11 January, 2011

Body bits


I'm glad tooth has been overtaken by penis, but brains have recently become wayyyy over-rated.

Wheat in war





Looks to me like wheat underwent a change during WW2 that cotton, and copper did not. Steel did its own thing. Why?

Periodicities in books?


What standard of evidence would we require if we were to claim we had identified a periodicity in these book-based data? We don't see annual cycles any more, of course. What about the frequency of Locke in this philosophical triumverate?

And if we were to make such a claim, what would it mean? Lawfulness (of a "physical" kind) in the abstract world of texts.
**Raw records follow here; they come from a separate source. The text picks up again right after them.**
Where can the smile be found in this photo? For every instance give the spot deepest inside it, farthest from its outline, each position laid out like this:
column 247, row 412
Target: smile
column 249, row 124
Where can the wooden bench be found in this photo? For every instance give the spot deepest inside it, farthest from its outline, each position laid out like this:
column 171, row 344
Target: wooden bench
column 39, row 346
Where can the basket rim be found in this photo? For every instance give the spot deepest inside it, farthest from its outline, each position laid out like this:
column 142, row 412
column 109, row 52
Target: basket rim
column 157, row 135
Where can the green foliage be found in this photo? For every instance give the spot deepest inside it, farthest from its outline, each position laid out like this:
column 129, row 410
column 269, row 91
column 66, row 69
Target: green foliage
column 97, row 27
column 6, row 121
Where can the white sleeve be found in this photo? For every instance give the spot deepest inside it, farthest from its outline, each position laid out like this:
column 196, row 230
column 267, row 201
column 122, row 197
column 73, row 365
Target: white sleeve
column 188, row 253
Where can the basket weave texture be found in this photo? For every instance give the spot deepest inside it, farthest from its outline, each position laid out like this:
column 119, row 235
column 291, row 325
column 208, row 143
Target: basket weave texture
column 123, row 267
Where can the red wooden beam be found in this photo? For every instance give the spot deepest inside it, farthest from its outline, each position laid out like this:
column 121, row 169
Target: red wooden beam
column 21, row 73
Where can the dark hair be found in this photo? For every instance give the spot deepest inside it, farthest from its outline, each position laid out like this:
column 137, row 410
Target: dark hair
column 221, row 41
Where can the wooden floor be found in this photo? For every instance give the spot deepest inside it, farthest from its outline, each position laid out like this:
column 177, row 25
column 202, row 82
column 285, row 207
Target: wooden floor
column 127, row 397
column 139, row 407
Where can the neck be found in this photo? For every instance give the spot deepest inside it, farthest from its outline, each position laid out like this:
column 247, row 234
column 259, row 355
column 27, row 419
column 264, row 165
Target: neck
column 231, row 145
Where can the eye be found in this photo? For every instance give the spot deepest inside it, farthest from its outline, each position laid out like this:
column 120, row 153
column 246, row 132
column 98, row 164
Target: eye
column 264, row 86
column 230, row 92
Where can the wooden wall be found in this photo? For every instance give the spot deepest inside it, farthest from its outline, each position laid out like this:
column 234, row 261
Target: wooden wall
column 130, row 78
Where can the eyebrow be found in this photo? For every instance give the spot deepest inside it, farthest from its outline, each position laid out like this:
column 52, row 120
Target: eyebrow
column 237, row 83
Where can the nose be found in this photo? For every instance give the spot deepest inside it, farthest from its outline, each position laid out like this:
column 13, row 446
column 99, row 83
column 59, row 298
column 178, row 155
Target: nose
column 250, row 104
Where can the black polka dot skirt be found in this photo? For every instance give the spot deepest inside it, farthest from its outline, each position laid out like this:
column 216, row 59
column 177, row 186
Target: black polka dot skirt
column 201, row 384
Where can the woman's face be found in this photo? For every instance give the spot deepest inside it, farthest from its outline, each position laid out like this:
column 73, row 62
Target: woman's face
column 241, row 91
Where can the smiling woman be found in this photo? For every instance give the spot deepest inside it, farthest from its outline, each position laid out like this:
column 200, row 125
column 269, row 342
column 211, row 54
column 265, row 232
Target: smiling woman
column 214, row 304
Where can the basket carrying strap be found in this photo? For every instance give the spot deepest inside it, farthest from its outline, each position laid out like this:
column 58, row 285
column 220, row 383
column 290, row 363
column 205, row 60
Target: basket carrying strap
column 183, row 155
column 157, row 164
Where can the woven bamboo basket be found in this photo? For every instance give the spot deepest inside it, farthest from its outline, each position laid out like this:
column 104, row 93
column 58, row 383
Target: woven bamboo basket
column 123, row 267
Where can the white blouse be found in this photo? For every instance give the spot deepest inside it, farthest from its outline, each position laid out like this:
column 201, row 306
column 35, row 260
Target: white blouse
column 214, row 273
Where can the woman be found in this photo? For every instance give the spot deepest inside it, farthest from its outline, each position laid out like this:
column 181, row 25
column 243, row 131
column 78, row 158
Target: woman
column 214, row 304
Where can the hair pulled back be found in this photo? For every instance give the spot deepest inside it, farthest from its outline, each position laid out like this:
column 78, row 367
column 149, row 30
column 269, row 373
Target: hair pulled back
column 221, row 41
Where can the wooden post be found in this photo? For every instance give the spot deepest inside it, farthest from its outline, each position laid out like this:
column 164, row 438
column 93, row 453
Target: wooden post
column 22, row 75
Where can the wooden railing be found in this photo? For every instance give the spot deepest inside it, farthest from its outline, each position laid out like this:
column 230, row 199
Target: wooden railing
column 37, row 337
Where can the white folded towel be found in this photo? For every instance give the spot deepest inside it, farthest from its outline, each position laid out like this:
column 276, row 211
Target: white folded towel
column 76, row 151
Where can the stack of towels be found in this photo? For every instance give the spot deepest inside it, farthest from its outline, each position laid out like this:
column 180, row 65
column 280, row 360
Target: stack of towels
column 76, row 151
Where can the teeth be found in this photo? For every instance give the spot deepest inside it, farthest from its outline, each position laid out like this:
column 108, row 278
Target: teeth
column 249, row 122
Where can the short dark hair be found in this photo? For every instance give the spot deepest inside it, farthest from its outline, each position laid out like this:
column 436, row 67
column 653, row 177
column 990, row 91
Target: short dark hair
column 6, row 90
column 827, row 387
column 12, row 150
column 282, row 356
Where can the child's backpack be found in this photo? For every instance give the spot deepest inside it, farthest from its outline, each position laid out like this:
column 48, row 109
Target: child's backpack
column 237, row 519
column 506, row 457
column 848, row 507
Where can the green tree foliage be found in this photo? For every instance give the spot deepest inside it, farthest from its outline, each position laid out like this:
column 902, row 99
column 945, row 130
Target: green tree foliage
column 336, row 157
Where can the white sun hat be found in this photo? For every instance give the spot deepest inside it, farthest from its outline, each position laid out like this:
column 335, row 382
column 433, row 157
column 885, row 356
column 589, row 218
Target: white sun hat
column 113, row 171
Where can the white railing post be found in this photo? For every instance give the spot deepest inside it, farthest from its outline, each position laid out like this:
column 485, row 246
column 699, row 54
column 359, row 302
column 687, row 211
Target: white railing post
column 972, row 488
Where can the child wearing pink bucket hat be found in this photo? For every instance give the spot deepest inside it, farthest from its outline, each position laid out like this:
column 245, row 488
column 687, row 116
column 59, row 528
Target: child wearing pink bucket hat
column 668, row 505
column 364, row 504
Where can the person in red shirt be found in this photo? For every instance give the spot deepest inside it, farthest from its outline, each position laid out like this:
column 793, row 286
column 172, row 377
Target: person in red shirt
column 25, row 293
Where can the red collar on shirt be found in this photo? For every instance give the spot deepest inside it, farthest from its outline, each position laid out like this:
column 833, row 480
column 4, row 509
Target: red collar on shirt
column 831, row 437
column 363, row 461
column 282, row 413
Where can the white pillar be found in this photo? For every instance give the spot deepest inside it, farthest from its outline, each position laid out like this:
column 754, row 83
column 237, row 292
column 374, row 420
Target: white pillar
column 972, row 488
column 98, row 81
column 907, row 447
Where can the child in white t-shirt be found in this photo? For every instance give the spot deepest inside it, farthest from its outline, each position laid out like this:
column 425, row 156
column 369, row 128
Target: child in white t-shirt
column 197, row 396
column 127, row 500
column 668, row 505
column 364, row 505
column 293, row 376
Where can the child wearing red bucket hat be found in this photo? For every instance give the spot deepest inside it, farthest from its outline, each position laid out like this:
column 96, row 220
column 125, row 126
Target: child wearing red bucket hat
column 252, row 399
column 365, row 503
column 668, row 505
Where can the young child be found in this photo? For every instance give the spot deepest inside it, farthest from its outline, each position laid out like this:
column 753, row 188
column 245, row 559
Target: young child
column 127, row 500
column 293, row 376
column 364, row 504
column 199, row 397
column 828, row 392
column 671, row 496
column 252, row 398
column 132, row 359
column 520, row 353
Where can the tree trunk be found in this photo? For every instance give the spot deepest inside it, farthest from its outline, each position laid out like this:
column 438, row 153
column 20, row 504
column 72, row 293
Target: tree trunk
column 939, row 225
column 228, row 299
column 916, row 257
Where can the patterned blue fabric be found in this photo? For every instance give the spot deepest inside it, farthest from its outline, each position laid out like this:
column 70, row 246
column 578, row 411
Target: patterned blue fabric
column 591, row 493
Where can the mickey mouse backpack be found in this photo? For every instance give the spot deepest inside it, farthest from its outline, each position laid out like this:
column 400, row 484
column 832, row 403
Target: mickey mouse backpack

We would look for corroboration, where possible, but that is hard for a single proper noun like Locke (though there is a related vocabulary, of course). You could use corpus-counts to identify the subset of terms that best triangulates the proper noun in question, and look for similar periods in their aggregated data. You would have to think geometrically in conceptual space.

The sexualities



Metrosexual doesn't quite make it, but homosexuality seems to be grabbing our attention. My take on this is that because hetrosexual is the default assumption, it is a label only necessary in order to contrast itself with homosexuality.

09 January, 2011

02 January, 2011

Physical vs Mental


Without comment.

Colors and Polarity

Here's a puzzle. If we look at colors, we see, as expected, that black and white are more common than the primaries, and the primaries are more common than any other color terms. But something unexpected has happened roughly since the early sixties: black and white together exhibited a rise in prevalence that is independent of the color terms. Has our thinking become more polarized?

(Note: there is an unfortunate Stroop effect here. The curves for black and white are not in black and white. Red, blue, green and yellow are drawn in their own colors. Brown is a light green. Sorry).

01 January, 2011

Assessing the quality of Google's N-gram viewer data

Here is one way to think of quality control for the data from Google's N-gram viewer: look at the relative popularity of the digits two, three, four, etc. I suspect we would expect a fall in popularity as the numbers increase, but that should itself be decelerating, so that three - two should be bigger than six - five. That is, indeed, what we find. This looks fairly stable by that measure.

God vs the Devil

God vs the devil. Oddly, the data for God reported in the Science article looked very very different. It will take a while before anyone has much confidence in these figures. God is actually doing quite well, and has overtaken the devil in popularity.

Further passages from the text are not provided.